As human beings, we are programmed to plan. Holidays, weddings, birthday celebrations, catch-ups with friends, trips home. As a business, we do the same – conferences, awards events, annual picnics. The anticipation of an event buoys our spirits, provides goals. We plan the details, and get absorbed in preparing. And then – totally unexpectedly – we are in another lockdown. The events we were looking forward to, are cancelled.
It’s something that people – particularly on the eastern seaboard of Australia – are familiar with. And each time something is cancelled, while we shrug it off, accept that what is happening is for the “greater good”, our spirits nevertheless are diminished a little.
There’s been a lot of talk recently by mental health experts about Languishing – and it’s becoming endemic in this pandemic. Surprisingly, it’s the people who believe they are coping, who are working productively, looking after their families and loved ones and generally feel like they are in control, who are often “Languishing”. They have energy and they aren’t depressed, but they no longer anticipate anything in the future like they used to. It’s like they are in third gear, and the vehicle is motoring along, but fourth gear – that free, smooth ride – is beyond them.
Languishing is the opposite of flourishing. Its symptoms include apathy, stagnation, feeling of monotony, foggy, unmotivated – a real lassitude. You are coping, but there are no highs, no feeling of excitement for something in the future.
Describe Languishing to your friends and colleagues and see how many of them nod in recognition.
The good news is that the first step to addressing Languishing is recognising that you are suffering from it. Then there are a range of coping mechanisms you can try:
Carve out a period of time every day when you are just relaxing. No news alerts on your phone – in fact, turn off your phone. Read a book or watch a movie. Go for a walk with the dog. Do some relaxation exercises – whatever it takes to disconnect your mind from every aspect of the pandemic, and how it is affecting your life.
Take some holidays/have a break
It feels like a waste to use your annual leave when you can’t go anywhere – but it’s important to have a day here and there when you can walk away from work. If you’re working from home, make sure you shut the study door so you aren’t tempted to check your emails. In fact, power down your PC and disconnect for a full 24 hours.

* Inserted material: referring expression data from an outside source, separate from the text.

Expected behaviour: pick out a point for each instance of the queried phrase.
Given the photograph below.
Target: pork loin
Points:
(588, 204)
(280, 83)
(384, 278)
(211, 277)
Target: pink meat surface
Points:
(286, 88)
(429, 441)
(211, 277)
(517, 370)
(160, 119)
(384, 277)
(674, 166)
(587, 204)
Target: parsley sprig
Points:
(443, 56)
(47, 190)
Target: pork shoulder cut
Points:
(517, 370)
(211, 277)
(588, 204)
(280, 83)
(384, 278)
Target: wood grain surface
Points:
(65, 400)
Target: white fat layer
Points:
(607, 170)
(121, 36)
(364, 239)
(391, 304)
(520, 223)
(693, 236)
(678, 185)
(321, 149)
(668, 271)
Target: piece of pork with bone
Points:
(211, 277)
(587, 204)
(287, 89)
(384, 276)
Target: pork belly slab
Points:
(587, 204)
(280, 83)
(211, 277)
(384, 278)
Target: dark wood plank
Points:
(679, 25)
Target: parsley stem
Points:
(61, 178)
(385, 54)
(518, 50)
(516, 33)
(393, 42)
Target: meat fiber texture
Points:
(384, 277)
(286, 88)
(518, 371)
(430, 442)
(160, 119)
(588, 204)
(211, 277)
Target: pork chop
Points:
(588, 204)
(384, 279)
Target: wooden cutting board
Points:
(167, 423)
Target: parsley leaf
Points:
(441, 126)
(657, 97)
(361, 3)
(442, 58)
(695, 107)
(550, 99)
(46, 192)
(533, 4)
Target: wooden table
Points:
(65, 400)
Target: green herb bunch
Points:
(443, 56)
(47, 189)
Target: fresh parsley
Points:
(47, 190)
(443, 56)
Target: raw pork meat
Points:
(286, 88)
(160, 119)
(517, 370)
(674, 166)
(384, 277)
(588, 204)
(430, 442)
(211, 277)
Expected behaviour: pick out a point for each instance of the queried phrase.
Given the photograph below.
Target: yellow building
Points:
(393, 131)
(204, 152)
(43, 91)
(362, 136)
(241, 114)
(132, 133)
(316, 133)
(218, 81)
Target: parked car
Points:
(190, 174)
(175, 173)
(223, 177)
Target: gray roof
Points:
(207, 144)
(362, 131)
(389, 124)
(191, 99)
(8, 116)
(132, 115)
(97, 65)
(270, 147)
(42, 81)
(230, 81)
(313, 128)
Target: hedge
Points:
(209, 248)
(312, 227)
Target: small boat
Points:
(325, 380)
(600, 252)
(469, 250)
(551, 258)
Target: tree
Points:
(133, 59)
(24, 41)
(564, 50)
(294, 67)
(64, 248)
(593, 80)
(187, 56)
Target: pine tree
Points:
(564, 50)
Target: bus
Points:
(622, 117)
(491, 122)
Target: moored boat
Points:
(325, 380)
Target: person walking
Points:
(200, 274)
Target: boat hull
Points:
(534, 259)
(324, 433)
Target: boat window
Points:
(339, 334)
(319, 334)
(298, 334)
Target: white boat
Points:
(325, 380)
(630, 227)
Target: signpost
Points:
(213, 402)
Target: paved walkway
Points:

Do what interests and absorbs you
In the bunker mentality a lot of us have developed, hobbies have sometimes been packed away. Drag out that model aircraft kit, the comic book collection, the scrapbook making, the Gameboy. Spend time doing what you really enjoy. It might be cooking, watching reality TV, running – whatever it is, lose yourself in it. Or you could look for a new interest to master.
Change the scenery
A five kilometre radius might seem restrictive if you’re in lockdown. And it is if your family is outside that 5km. But it’s a lot of space to explore when you’re walking. Challenge yourself to a new route to explore every day. The important thing to do is refresh your brain with new scenery.
List three things that you are thankful for each day and write them in a notebook. This sounds simple, but some days it can be a real challenge. And it’s on those days, when you are searching for something good that happened in the day, that you recognise the pure gold in your life. A hug from a child, the cat curling up in your lap and purring, the lavender blooming, a Zoom call with friends. Our world has become smaller, but that just makes everything in it bigger.
Reach out to your circle
The act of helping others is great therapy. Reach out to people in your circle – whether that’s a phone call, zoom catch-up or text. Check how they are going, talk about Languishing (and listen to the ah’s of recognition), and plan online get togethers that won’t be cancelled by a physical lockdown.
Get vaccinated if you can (Subject to medical advice)
By getting a vaccination, you are taking control of your future. You are also helping protect yourself and those around you, and there’s a lot of mental relief to be gained in reducing the chances of being seriously incapacitated by the virus. But you are also contributing towards a time when we can open up, and start planning those celebrations and events again – with increased certainty.
Whilst Languishing isn’t depression, it is recognised as a lack of mental wellbeing. We are all a little mentally fatigued by the rollercoaster we have been on for the last 18 months. Who wouldn’t be? But recognising that you aren’t top of your game mentally is a really positive first step. If adopting some strategies to lift your engagement in life doesn’t work, consider getting professional help.